A memory management system couples processors to each other and to a main
memory. Each processor may have one or more associated caches local to
that processor. A system port of the memory management system receives a
request from a source processor of the processors to access a block of
data from the main memory. A memory manager of the memory management
system then converts the request into a probe command having a data
movement part identifying a condition for movement of the block out of a
cache of a target processor and a next coherence state part indicating a
next state of the block in the cache of the target processor.

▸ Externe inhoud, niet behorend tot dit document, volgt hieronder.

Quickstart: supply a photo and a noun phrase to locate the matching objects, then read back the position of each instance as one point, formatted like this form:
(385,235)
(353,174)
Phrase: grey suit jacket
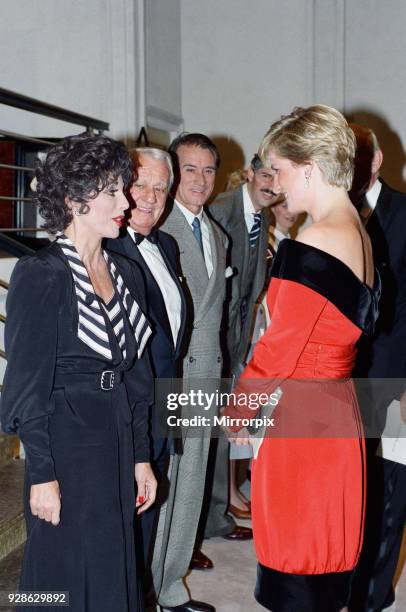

Een systeem van het geheugenbeheer koppelt bewerkers aan elkaar en aan een hoofdgeheugen. Elke bewerker kan één of meerdere bijbehorende geheime voorgeheugens hebben lokaal aan die bewerker. Een systeemhaven van het systeem van het geheugenbeheer ontvangt een verzoek van een bronbewerker van de bewerkers om tot een blok van gegevens van het belangrijkste geheugen toegang te hebben. Een geheugenmanager van het systeem van het geheugenbeheer zet dan het verzoek in een sondebevel dat een deel van de gegevensbeweging een voorwaarde voor beweging van het blok identificeren uit een geheim voorgeheugen van een doelbewerker en een volgende deel heeft om die van de coherentiestaat op een volgende staat van het blok in het geheime voorgeheugen van de doelbewerker wijzen.